Il Cile vuole una nuova Costituzione
Foto di Camila Andrea Mondaca Luman
Dopo mesi di tensioni e scontri di piazza, con il plebiscito del 25 ottobre scorso, il popolo cileno ha scelto di riscrivere la Costituzione che era stata approvata sotto la dittatura di Pinochet. Una giovane cilena fa una ricostruzione lucida dei fatti che hanno portato a questo importante risultato.
Sembrerebbe che il 25 ottobre sia diventata una data importante nella vita del Cile, il nostro Paese. Il 25 Ottobre 2019 ci fu la marcia più grande mai realizzata in Cile dall'Estadillo Social, cioè dallo scoppio delle massive proteste e manifestazioni iniziato il 18 dello stesso mese. E un anno dopo, il 25 Ottobre 2020, ci troviamo a celebrare il plebiscito nel quale si è votato per approvare o rifiutare la creazione di una nuova Costituzione.
Come siamo passati nel giro di un anno dal prenderci tutte le strade del Paese a recarsi alle urne? Ebbene è stato un processo molto lungo, costante, arduo e a volte doloroso, che tuttavia non è finito, anzi al contrario, potremmo dire che è iniziato solo di recente.
Da quando ha preso avvio la rivolta il 18 Ottobre 2019, siamo testimoni della più grande mobilitazione sociale degli ultimi decenni, con marce e raduni di gruppi di manifestanti in tutto il Paese che, grazie alla tecnologia, hanno raggiunto una coordinazione e una portata inedita.
Senza dubbio, questo processo è andato creandosi negli anni attraverso continue richieste settoriali - educazione pubblica, salute, previdenza sociale, ambiente, diritti delle donne e dei popoli originari, fra i molti - con un alto livello di organizzazione e partecipazione da parte del popolo. La maggioranza delle mobilizzazioni sono state trasversali fra le classi e, a dispetto di questa eterogeneità, tutte accumunate da una critica profonda del modello economico e politico neoliberale e del ruolo ausiliario dello stato, istituito forzatamente durante la dittatura di Pinochet.
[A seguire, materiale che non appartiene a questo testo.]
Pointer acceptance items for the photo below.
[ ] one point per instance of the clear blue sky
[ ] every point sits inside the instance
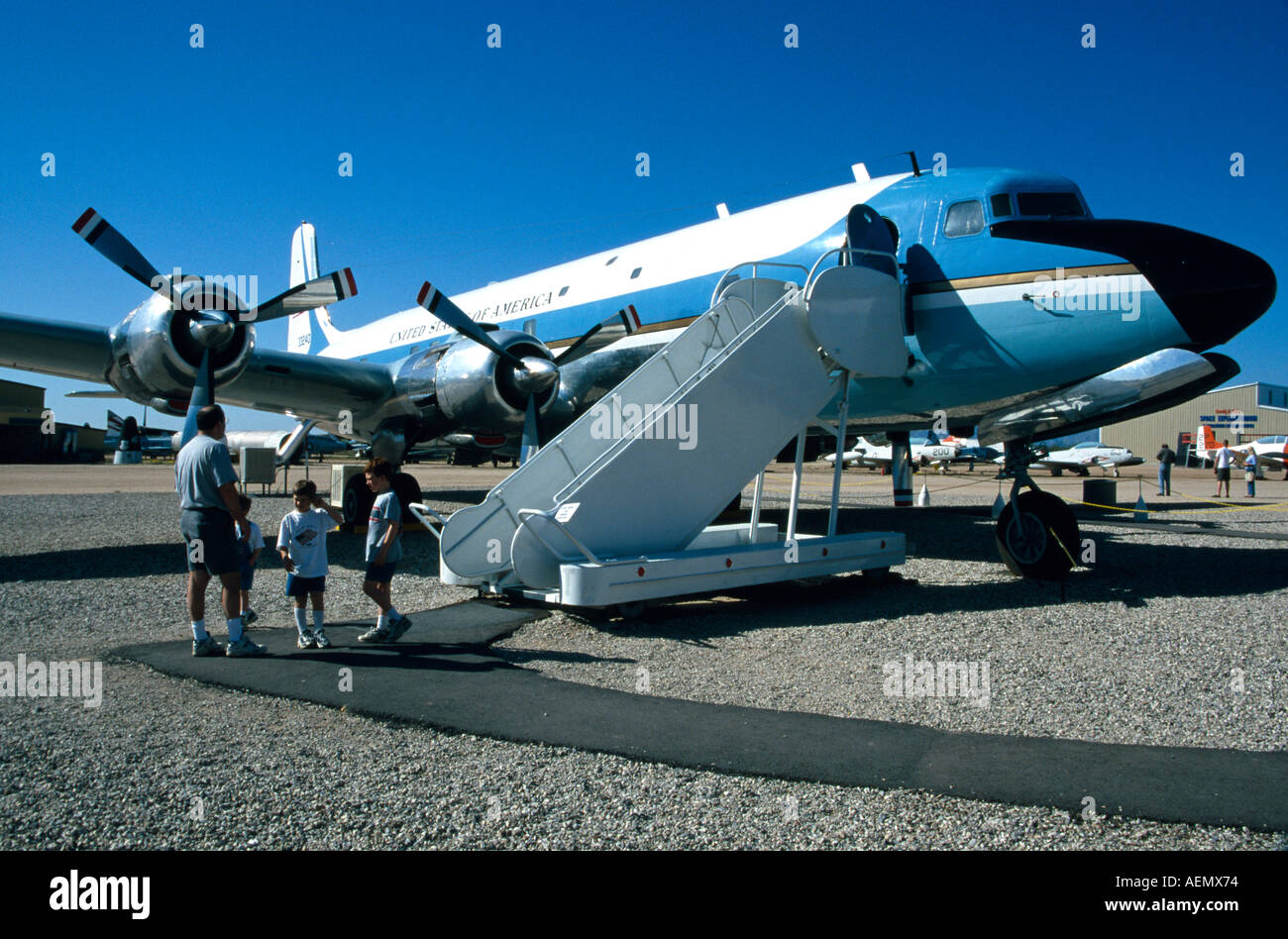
(476, 163)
Il Cile verso una nuova Costituzione

Scontri civili in Cile
Foto di Camila Andrea Mondaca Luman

Aver conquistato la possibilità come popolo di votare per decidere una nuova Costituzione (non una sua riforma bensì una creazione dal principio) è un primo passo molto importante perché la democrazia sia realmente rappresentativa del potere popolare. Uno dei temi centrali del movimento e di noi giovani è stata la domanda: «Come è possibile dire di vivere in una democrazia se la Costituzione in vigore nel Paese è stata scritta e instaurata in dittatura, nel silenzio, in una stanza di quattro pareti, sotto la minaccia di un colpo di stato e di uccisioni, in un clima di sottomissione e paura?». Ancor oggi questa stessa Costituzione, a causa di tutte le sue restrizioni neoliberali, non ci permette di progredire nella creazione di un Paese più giusto, meno diseguale, nel quale pensare la natura come lo spazio che abitiamo e che ci permette di vivere, e non solo come fonte di sfruttamento di risorse da parte di imprese straniere; uno spazio nel quale poter immaginare un'educazione, una salute e un sistema assistenziale per la terza età come responsabilità dello Stato; un Cile in cui vengono riconosciute le culture ancestrali che lo abitano, nel quale si possa creare una politica per le persone diversamente abili abbandonando la mera carità...potrei stilare una lista interminabile delle richieste e delle necessità per le quali il popolo ha lottato in tutto questo tempo di proteste di strada.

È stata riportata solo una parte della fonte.